MINNEAPOLIS -- After throwing 30 pitches off the mound Friday in Texas, John Danks returned to playing catch prior to Monday's game with the Twins, instead of throwing off the mound as was previously discussed.

"I just do what I'm told. I don't know. I played catch and ran around and I'm ready for BP," Danks said. "Yeah, it wasn't any better or any worse. It's getting frustrating but I've got to deal with it.

"I'm kind of glad we didn't throw off the mound today. It wasn't too bad, but I definitely like the break. It's not fun going out there and trying to push through something. But you've got to do what you got to do and [if] they had me do it, I'll do it."

Danks, who has been out with a left shoulder strain since May 20, spoke to MLB.com on Saturday about the possibility of season-ending surgery if the injury continues to not heal. General manager Ken Williams bristled at the mention of the idea Sunday, saying surgery was a last resort for Danks.

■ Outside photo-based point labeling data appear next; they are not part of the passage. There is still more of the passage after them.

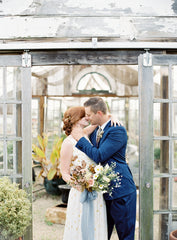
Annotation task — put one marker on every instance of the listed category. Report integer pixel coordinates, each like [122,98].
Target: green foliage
[50,166]
[157,153]
[15,213]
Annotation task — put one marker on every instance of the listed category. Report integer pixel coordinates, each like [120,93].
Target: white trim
[88,45]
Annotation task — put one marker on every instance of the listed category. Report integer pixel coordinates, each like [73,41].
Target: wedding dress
[74,208]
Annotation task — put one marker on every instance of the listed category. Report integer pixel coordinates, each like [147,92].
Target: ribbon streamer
[87,221]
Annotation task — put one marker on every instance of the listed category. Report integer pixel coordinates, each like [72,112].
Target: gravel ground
[43,229]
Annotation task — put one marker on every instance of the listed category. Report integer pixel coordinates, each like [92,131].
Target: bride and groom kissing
[97,217]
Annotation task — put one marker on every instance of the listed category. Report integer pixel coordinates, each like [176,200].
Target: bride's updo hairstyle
[71,117]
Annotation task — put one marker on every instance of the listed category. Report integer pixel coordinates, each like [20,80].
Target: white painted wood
[89,8]
[87,45]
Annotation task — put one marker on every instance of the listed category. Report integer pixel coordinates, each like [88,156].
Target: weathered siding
[121,19]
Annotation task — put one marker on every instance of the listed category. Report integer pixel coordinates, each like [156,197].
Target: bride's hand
[115,121]
[89,129]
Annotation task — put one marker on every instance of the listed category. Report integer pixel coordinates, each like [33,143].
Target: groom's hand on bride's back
[77,133]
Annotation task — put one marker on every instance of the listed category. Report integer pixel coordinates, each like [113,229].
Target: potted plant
[50,167]
[15,210]
[173,235]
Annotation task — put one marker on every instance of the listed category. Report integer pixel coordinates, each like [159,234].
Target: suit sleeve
[115,139]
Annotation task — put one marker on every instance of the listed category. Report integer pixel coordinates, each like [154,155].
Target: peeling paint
[90,8]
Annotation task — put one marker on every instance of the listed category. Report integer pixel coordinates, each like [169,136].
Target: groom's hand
[77,133]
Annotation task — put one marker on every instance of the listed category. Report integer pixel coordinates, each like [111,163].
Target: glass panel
[161,120]
[1,119]
[18,150]
[118,109]
[161,82]
[174,169]
[161,156]
[160,229]
[174,193]
[161,189]
[10,155]
[35,118]
[53,117]
[174,81]
[13,83]
[174,119]
[174,222]
[1,154]
[1,83]
[14,119]
[14,156]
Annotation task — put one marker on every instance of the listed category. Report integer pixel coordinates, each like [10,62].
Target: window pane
[161,120]
[161,156]
[174,193]
[174,169]
[1,119]
[174,81]
[174,119]
[1,82]
[10,156]
[161,82]
[161,189]
[13,83]
[14,157]
[14,119]
[160,227]
[1,155]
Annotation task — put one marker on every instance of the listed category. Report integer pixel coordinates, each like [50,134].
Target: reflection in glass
[1,119]
[161,82]
[174,156]
[160,227]
[14,119]
[174,82]
[36,117]
[19,157]
[174,119]
[161,156]
[1,82]
[13,83]
[14,156]
[10,154]
[161,187]
[1,155]
[174,193]
[161,120]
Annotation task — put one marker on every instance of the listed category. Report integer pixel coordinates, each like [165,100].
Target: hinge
[94,42]
[26,59]
[147,59]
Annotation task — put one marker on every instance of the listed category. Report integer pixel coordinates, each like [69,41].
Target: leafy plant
[15,214]
[50,167]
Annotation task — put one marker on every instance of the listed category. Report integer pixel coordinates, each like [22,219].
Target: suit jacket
[111,148]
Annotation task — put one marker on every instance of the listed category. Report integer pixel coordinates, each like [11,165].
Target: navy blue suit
[121,205]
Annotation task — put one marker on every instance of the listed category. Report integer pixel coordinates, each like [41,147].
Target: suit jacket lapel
[105,129]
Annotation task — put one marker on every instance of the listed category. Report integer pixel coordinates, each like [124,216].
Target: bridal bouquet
[95,177]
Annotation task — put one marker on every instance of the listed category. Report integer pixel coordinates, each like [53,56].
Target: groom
[110,147]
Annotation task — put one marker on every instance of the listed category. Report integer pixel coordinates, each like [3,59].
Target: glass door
[15,122]
[158,145]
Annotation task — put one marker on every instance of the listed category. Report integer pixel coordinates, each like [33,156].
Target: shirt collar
[104,124]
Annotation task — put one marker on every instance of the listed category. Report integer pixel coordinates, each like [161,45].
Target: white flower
[98,168]
[95,176]
[106,179]
[106,167]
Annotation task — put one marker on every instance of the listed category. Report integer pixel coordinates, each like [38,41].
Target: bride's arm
[65,160]
[89,129]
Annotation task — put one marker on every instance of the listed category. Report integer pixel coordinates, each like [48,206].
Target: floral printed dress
[74,207]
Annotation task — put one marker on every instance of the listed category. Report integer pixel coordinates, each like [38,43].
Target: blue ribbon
[87,220]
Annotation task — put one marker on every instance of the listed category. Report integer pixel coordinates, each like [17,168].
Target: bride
[70,155]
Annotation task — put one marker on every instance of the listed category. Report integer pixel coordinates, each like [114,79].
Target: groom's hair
[96,104]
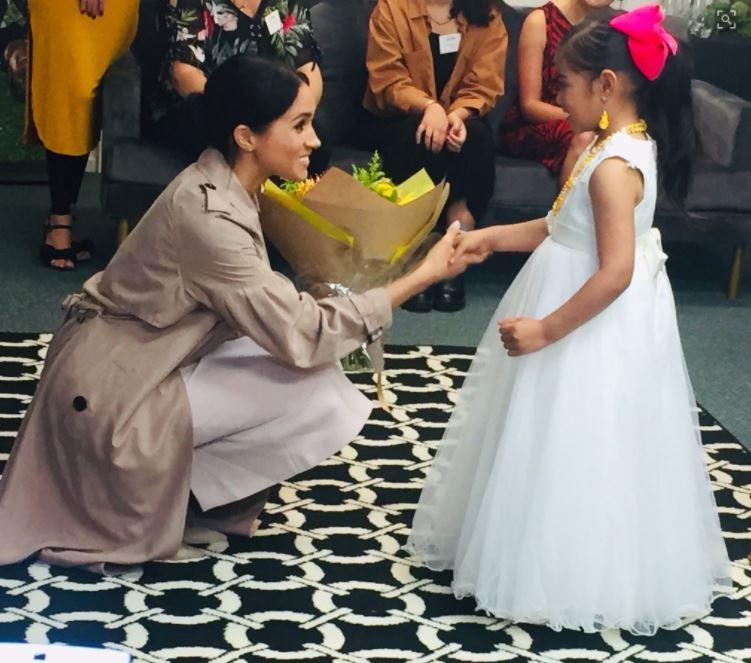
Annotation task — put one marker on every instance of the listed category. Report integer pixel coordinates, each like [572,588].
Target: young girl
[570,488]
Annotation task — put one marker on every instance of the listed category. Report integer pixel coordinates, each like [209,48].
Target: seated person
[202,34]
[536,127]
[435,69]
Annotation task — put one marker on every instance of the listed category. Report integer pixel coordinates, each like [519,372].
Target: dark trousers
[470,172]
[65,175]
[181,129]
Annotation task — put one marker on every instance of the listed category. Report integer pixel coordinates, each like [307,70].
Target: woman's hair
[477,12]
[665,103]
[246,90]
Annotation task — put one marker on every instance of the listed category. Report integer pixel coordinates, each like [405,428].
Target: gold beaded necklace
[635,128]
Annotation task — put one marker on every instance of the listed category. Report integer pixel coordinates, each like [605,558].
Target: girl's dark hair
[665,103]
[246,90]
[477,12]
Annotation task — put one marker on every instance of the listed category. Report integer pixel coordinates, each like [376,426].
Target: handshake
[455,251]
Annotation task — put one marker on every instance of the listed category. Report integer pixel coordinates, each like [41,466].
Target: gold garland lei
[635,128]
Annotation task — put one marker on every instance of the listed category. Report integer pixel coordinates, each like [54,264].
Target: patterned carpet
[325,578]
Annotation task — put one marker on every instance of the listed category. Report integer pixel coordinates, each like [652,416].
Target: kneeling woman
[188,365]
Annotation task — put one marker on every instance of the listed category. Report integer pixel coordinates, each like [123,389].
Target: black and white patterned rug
[325,578]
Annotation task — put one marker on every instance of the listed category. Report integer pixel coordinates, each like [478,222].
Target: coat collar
[419,9]
[223,190]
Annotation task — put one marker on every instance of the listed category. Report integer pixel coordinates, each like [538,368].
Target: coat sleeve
[389,79]
[221,270]
[484,82]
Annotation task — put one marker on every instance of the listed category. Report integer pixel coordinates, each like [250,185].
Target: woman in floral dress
[202,34]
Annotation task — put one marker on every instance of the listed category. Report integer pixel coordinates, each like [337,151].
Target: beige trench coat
[100,470]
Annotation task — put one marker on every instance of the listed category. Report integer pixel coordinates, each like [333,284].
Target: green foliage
[372,173]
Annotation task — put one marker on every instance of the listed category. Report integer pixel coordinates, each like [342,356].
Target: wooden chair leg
[736,271]
[123,228]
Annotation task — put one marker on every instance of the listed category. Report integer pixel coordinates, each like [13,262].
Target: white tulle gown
[570,488]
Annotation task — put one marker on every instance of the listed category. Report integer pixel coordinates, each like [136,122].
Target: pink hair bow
[648,42]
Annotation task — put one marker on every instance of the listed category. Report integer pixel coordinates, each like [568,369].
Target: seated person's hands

Santiago to start for Triple-A Charlotte

MINNEAPOLIS -- Left-handed reliever Hector Santiago was optioned to Triple-A Charlotte prior to Monday's contest with the Twins to make room for Francisco Liriano on the roster.

Santiago, 24, started the year as the White Sox closer and picked up four saves. He currently has a 2-1 record with a 3.66 ERA and 43 strikeouts over 39 1/3 innings.

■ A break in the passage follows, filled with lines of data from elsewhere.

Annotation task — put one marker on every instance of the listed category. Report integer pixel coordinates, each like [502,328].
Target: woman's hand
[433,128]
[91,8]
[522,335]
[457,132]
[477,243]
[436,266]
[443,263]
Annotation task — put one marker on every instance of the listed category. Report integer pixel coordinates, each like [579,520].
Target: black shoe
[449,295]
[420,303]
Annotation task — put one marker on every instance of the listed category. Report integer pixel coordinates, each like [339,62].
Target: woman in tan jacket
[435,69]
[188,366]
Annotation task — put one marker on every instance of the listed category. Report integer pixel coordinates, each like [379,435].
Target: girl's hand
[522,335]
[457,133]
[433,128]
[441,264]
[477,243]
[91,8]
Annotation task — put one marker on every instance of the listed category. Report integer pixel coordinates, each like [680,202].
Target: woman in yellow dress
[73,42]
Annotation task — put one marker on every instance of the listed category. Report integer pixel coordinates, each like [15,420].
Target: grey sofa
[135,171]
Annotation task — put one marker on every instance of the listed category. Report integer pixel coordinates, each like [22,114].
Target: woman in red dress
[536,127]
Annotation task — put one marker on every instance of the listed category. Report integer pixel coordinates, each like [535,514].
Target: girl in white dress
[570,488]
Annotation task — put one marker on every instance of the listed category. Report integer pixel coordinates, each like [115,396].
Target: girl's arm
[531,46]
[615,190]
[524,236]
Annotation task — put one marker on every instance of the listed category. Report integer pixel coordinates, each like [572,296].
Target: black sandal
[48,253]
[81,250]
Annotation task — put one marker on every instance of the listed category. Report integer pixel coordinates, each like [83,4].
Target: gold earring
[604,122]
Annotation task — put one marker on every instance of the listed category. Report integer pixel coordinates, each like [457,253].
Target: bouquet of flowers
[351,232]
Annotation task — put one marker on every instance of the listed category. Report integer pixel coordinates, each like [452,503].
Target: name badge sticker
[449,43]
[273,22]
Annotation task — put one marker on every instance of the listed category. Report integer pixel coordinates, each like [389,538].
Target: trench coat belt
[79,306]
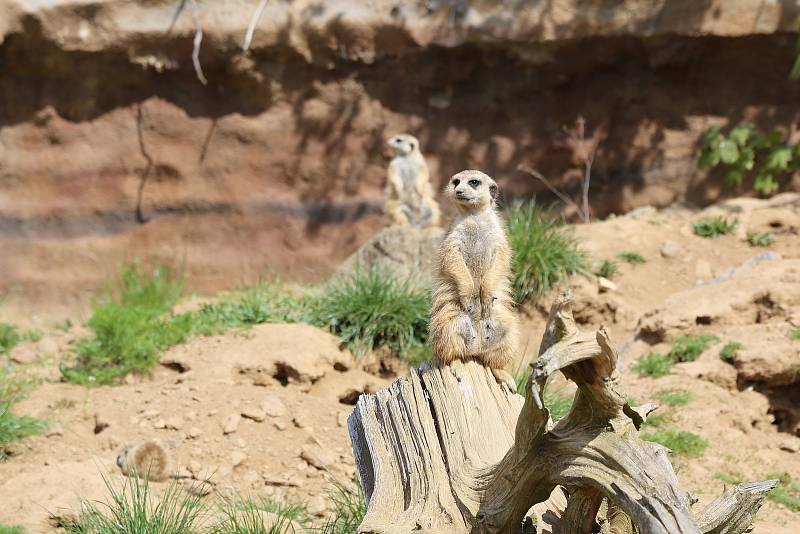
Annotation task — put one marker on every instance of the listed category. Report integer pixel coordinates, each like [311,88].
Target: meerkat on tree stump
[409,195]
[471,312]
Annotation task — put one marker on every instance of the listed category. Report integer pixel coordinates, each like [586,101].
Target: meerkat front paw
[466,331]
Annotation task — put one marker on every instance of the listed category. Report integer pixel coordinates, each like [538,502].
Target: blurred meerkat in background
[408,192]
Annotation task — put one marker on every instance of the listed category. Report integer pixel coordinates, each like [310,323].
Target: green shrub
[134,509]
[768,158]
[607,269]
[714,227]
[545,252]
[759,239]
[689,348]
[630,256]
[9,337]
[131,328]
[675,397]
[654,365]
[14,427]
[349,509]
[729,351]
[370,308]
[680,442]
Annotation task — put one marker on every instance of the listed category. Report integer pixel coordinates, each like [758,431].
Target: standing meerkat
[408,192]
[471,312]
[148,459]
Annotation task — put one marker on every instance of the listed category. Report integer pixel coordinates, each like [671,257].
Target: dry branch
[447,449]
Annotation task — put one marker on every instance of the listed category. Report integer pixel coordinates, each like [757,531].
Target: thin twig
[146,173]
[536,174]
[198,38]
[253,22]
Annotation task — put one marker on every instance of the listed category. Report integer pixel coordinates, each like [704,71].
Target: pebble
[231,423]
[273,406]
[671,249]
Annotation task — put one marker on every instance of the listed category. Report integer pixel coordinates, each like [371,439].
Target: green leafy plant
[759,239]
[745,152]
[654,364]
[675,397]
[714,227]
[370,308]
[729,351]
[545,251]
[630,256]
[680,442]
[689,348]
[607,269]
[130,328]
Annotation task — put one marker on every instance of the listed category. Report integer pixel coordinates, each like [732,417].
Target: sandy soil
[263,411]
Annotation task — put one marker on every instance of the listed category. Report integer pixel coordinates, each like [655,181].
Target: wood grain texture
[447,449]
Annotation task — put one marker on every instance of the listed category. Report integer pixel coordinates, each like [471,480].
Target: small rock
[231,423]
[604,285]
[23,355]
[46,346]
[341,419]
[273,406]
[174,423]
[237,458]
[317,505]
[671,249]
[100,423]
[255,414]
[702,270]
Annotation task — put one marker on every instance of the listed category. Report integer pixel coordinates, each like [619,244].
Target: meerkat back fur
[148,459]
[471,311]
[409,195]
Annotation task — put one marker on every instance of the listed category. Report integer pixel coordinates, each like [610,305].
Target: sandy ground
[262,411]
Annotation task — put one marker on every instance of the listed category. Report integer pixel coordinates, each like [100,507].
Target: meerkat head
[472,190]
[403,144]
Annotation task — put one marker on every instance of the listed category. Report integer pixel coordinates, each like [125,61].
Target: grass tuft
[654,365]
[714,227]
[545,251]
[370,308]
[689,348]
[680,442]
[759,239]
[729,351]
[607,269]
[630,256]
[130,329]
[675,397]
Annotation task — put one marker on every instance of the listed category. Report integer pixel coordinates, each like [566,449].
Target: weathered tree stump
[447,449]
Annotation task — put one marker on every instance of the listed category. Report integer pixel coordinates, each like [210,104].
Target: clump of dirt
[263,411]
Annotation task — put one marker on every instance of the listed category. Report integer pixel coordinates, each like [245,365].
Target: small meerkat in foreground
[408,192]
[146,460]
[471,312]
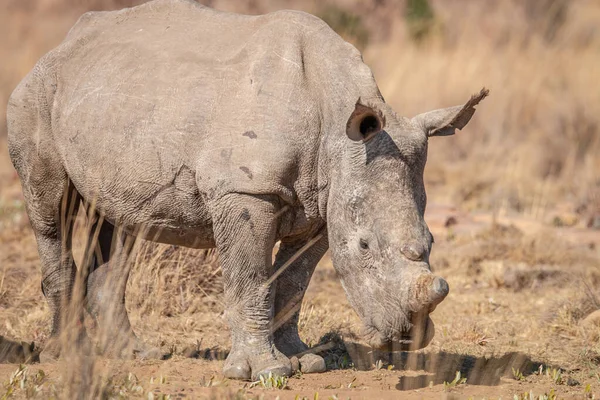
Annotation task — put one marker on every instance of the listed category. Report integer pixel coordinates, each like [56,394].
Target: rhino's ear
[445,121]
[364,122]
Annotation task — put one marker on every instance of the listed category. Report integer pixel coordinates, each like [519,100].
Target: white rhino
[180,124]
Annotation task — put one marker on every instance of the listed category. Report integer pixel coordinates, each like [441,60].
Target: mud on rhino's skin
[200,128]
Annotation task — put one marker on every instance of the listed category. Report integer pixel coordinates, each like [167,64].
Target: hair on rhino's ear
[364,122]
[445,121]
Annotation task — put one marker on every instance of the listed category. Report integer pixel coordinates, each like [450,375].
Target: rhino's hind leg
[291,286]
[52,203]
[109,265]
[245,229]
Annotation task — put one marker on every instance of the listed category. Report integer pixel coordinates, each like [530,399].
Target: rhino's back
[173,91]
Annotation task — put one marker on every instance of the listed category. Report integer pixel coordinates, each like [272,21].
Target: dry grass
[530,154]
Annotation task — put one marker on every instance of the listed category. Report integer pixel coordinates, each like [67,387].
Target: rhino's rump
[158,109]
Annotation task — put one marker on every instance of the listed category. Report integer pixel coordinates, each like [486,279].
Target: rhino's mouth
[418,336]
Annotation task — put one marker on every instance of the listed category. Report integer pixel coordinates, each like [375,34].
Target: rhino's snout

According to manager Robin Ventura, Leyson Septimo will work as a left-handed specialist and Nate Jones would serve as the team's long man. Santiago, meanwhile, will stretch out at Charlotte and get to start.

Joining the starting rotation is the goal for Santiago.

"Yeah, maybe in the future he could be," said Ventura of Santiago. "Right now, it's better for him to do that when he goes down there, get innings, get stronger, use more pitches.

"You start going through what you need and the stretch run, just a numbers thing. It's unfortunate. He's done well. He ended up being the guy.

"More of it is he'll start games when he's down there instead of relief," Ventura said. "He's been in relief most of the year. You don't know how he'll be used when he comes back but the possibilities open up for him."

The White Sox have four righties and two southpaws in the bullpen, with three rookies and three veterans.

Third to first

• TBS has picked up the Athletics vs. White Sox game on Aug. 12 for a full national broadcast. First pitch remains at 1:10 p.m. CT.

• White Sox pitchers have limited opponents to a .133 average with runners in scoring position over the last seven games.

• Catcher A.J. Pierzynski reported no ill effects from the mild right oblique strain that sidelined him for the past five games. Pierzynski was encouraged more by how he felt when swinging and missing during Monday's 7-6 loss then when making contact, as swinging the bat previously caused him the biggest discomfort. He hit a three-run homer on the first pitch he saw in the first inning and finished 1-for-5.

• White Sox general manager Ken Williams is not with the team in Minneapolis, as he continues working toward Tuesday's 3 p.m. CT non-waiver Trade Deadline.

• The White Sox have drawn just one walk in their last two games (75 plate appearances).